Alan Aciar

Personal information
- Full name: Alan Emanuel Aciar
- Date of birth: 26 February 1988 (age 38)
- Place of birth: Buenos Aires, Argentina
- Height: 1.80 m (5 ft 11 in)
- Position: Centre back

Team information
- Current team: Independiente Chivilcoy

Youth career
- 2007–2008: Racing

Senior career*
- Years: Team / Apps / (Gls)
- 2010–2011: San Lorenzo II
- 2011–2014: Unión Villa Krause / 52 / (3)
- 2014: Sportivo Desamparados / 3 / (0)
- 2014–2015: Unión Villa Krause / 12 / (0)
- 2015–2016: Persija Jakarta / 2 / (0)
- 2017: MISC-MIFA / 6 / (1)
- 2017: Bragado / 14 / (1)
- 2019: Independiente Chivilcoy / 18 / (0)
- 2020: Cibao / 2 / (0)
- 2021–: Independiente Chivilcoy / 12 / (0)

= Alan Aciar =

Argentine professional footballer (born 1988)
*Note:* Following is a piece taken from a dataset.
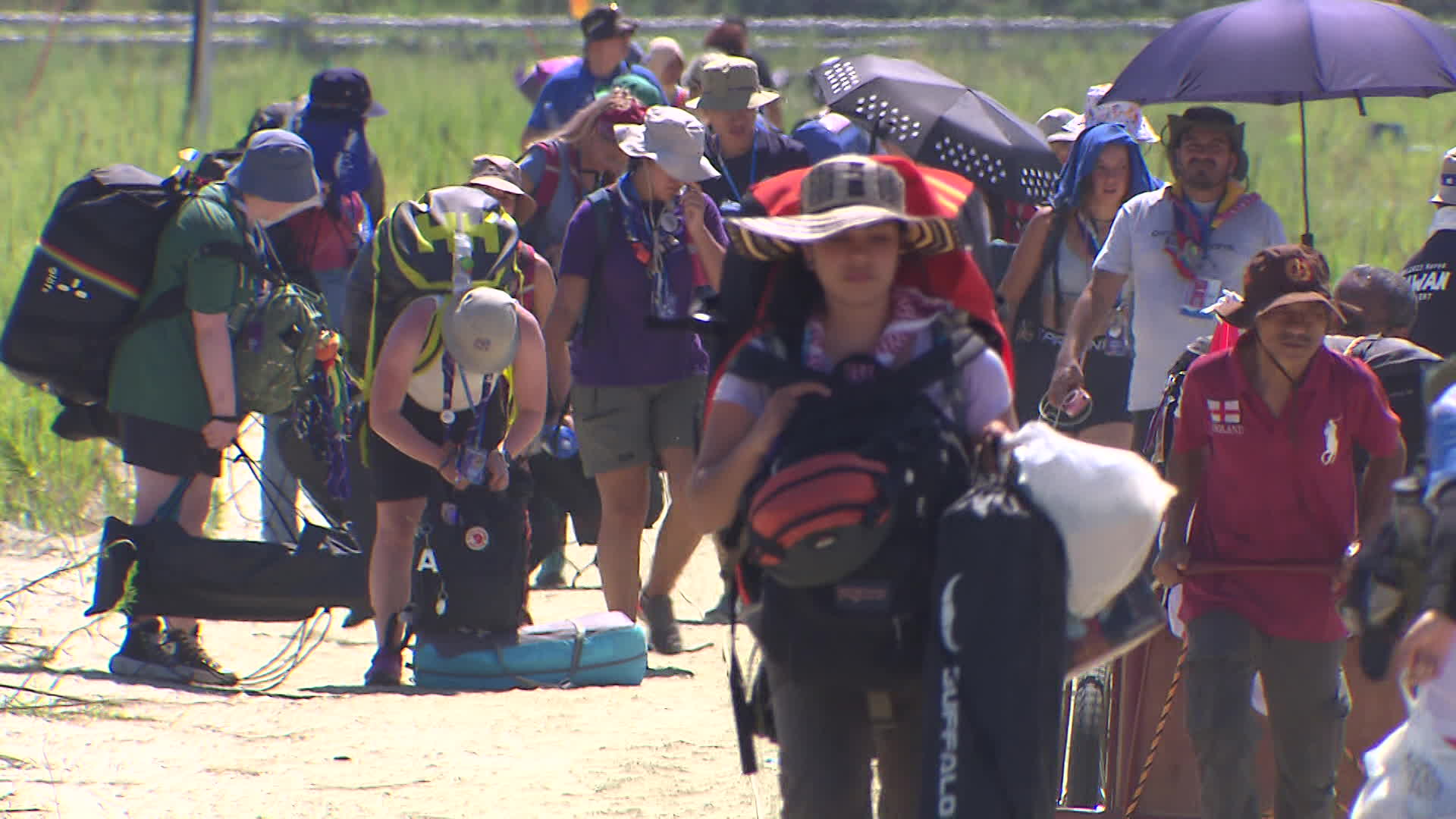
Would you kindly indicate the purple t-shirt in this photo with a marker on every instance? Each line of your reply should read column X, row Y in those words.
column 615, row 346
Alan Emanuel Aciar (born 26 February 1988) is an Argentine professional footballer who plays as a defender who plays for Independiente Chivilcoy.

==Career==
Acair played for the U17 team of Racing, before he went to Turkey and then Croatia. He then returned to Argentina and was without club for six months before joining San Lorenzo. He then resigned and went to Germany to a club named Fortuna in the third division in the country.

On 14 January 2020, Dominican club Cibao FC confirmed the signing of Aciar. In 2021, Acair returned to Independiente Chivilcoy.